Abstract:Recent advances in large language models (LLMs) have enabled promising performance in unit test generation through in-context learning (ICL). However, the quality of in-context examples significantly influences the effectiveness of generated tests-poorly structured or semantically unclear test examples often lead to suboptimal outputs. In this paper, we propose CLAST, a novel technique that systematically refines unit tests to improve their semantic clarity, thereby enhancing their utility as in-context examples. The approach decomposes complex tests into logically clearer ones and improves semantic clarity through a combination of program analysis and LLM-based rewriting.

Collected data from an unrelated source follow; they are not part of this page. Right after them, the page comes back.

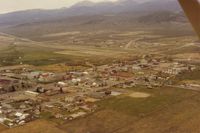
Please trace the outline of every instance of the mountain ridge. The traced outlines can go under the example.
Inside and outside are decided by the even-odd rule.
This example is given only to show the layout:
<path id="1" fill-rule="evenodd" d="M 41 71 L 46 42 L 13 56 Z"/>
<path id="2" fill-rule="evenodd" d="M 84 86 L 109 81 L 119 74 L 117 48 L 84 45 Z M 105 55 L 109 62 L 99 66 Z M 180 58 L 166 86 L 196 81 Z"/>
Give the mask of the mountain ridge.
<path id="1" fill-rule="evenodd" d="M 72 30 L 128 30 L 149 24 L 160 26 L 174 22 L 187 23 L 177 1 L 153 0 L 137 3 L 134 0 L 120 0 L 82 2 L 71 8 L 35 9 L 0 15 L 0 31 L 35 38 L 43 34 Z"/>
<path id="2" fill-rule="evenodd" d="M 86 4 L 87 3 L 87 4 Z M 159 10 L 177 11 L 180 10 L 177 2 L 170 1 L 148 1 L 137 3 L 134 0 L 121 0 L 118 2 L 88 2 L 77 3 L 70 8 L 53 10 L 32 9 L 17 11 L 0 15 L 1 25 L 18 25 L 22 23 L 39 22 L 44 20 L 55 20 L 72 16 L 116 14 L 121 12 L 155 12 Z M 92 3 L 92 4 L 91 4 Z"/>

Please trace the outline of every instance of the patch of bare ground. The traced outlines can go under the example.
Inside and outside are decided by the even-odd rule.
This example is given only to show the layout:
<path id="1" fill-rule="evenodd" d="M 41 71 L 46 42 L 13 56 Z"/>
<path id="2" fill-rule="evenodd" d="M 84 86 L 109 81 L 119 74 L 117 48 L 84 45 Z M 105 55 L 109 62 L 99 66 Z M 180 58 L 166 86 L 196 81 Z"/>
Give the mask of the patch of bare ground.
<path id="1" fill-rule="evenodd" d="M 128 96 L 132 98 L 147 98 L 147 97 L 150 97 L 151 95 L 148 93 L 143 93 L 143 92 L 132 92 Z"/>

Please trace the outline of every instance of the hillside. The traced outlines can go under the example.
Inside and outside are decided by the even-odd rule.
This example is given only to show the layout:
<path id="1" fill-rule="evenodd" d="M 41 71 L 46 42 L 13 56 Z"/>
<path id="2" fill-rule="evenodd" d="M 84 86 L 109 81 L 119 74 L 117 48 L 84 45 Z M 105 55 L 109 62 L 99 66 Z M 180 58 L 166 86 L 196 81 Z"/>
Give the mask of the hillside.
<path id="1" fill-rule="evenodd" d="M 0 15 L 0 31 L 38 40 L 45 34 L 68 31 L 134 30 L 147 24 L 164 28 L 168 23 L 187 23 L 177 1 L 120 0 L 93 3 L 83 1 L 70 8 L 27 10 Z M 173 23 L 174 22 L 174 23 Z M 191 27 L 188 27 L 191 28 Z"/>
<path id="2" fill-rule="evenodd" d="M 25 10 L 0 15 L 0 25 L 10 26 L 55 19 L 65 19 L 70 16 L 97 14 L 113 14 L 120 12 L 155 12 L 160 10 L 179 11 L 179 5 L 174 0 L 137 3 L 134 0 L 119 0 L 118 2 L 80 2 L 70 8 L 55 10 Z"/>
<path id="3" fill-rule="evenodd" d="M 183 12 L 171 12 L 171 11 L 160 11 L 152 14 L 141 16 L 139 19 L 140 23 L 187 23 L 187 19 Z"/>

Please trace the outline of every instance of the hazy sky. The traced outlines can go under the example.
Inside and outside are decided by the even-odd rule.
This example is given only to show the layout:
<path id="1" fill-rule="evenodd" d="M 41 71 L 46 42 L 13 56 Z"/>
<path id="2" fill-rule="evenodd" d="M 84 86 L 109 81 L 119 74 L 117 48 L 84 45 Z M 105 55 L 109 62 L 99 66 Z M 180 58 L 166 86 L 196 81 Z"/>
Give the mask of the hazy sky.
<path id="1" fill-rule="evenodd" d="M 0 13 L 7 13 L 17 10 L 26 9 L 54 9 L 68 7 L 83 0 L 0 0 Z M 116 0 L 91 0 L 93 2 L 100 1 L 116 1 Z"/>

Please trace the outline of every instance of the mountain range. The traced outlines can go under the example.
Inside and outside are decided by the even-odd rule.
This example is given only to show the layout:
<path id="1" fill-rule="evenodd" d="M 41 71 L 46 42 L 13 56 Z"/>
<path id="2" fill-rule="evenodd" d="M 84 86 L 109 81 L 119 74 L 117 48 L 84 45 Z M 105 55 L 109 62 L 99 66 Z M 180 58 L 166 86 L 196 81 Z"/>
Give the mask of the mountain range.
<path id="1" fill-rule="evenodd" d="M 134 24 L 171 22 L 187 23 L 176 0 L 119 0 L 99 3 L 82 1 L 69 8 L 0 14 L 0 31 L 18 36 L 34 36 L 82 28 L 107 29 L 119 25 L 131 27 Z"/>

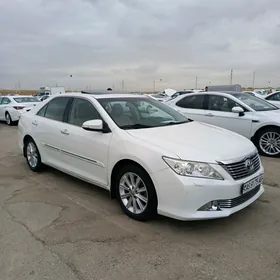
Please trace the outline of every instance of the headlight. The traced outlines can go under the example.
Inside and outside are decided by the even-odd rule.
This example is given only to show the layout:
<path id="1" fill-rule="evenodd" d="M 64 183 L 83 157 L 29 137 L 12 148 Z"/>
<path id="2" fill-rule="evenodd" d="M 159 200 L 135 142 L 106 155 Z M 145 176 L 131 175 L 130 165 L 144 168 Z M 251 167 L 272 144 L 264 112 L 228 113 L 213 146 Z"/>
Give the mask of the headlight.
<path id="1" fill-rule="evenodd" d="M 181 176 L 224 180 L 208 163 L 162 157 L 169 167 Z"/>

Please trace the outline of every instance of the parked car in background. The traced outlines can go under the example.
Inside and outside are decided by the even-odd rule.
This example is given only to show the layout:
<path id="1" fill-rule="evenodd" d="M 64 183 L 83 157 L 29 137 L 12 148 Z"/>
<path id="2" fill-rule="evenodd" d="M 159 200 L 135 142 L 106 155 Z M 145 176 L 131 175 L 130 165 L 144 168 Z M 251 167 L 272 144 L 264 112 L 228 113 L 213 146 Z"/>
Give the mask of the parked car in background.
<path id="1" fill-rule="evenodd" d="M 280 91 L 270 93 L 264 99 L 280 108 Z"/>
<path id="2" fill-rule="evenodd" d="M 0 120 L 8 125 L 17 122 L 26 108 L 39 103 L 33 96 L 0 96 Z"/>
<path id="3" fill-rule="evenodd" d="M 160 101 L 160 102 L 164 102 L 169 99 L 169 96 L 165 93 L 152 93 L 152 94 L 149 94 L 149 97 L 151 97 L 157 101 Z"/>
<path id="4" fill-rule="evenodd" d="M 250 95 L 253 95 L 253 96 L 256 96 L 256 97 L 259 97 L 259 98 L 265 98 L 265 96 L 266 96 L 266 93 L 265 92 L 263 92 L 263 91 L 242 91 L 242 92 L 244 92 L 244 93 L 248 93 L 248 94 L 250 94 Z"/>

We evaluated CLAST on four open-source and three industrial projects. The results demonstrate that CLAST largely outperforms UTgen, the state-of-the-art refinement technique, in both preserving test effectiveness and enhancing semantic clarity. Specifically, CLAST fully retains the original effectiveness of unit tests, while UTgen reduces compilation success rate (CSR), pass rate (PR), test coverage (Cov), and mutation score (MS) by an average of 12.90%, 35.82%, 4.65%, and 5.07%, respectively. Over 85.33% of participants in our user study preferred the semantic clarity of CLAST-refined tests. Notably, incorporating CLAST-refined tests as examples effectively improves ICL-based unit test generation approaches such as RAGGen and TELPA, resulting in an average increase of 25.97% in CSR, 28.22% in PR, and 45.99% in Cov for generated tests, compared to incorporating UTgen-refined tests. The insights from the follow-up user study not only reinforce CLAST's potential impact in software testing practice but also illuminate avenues for future research.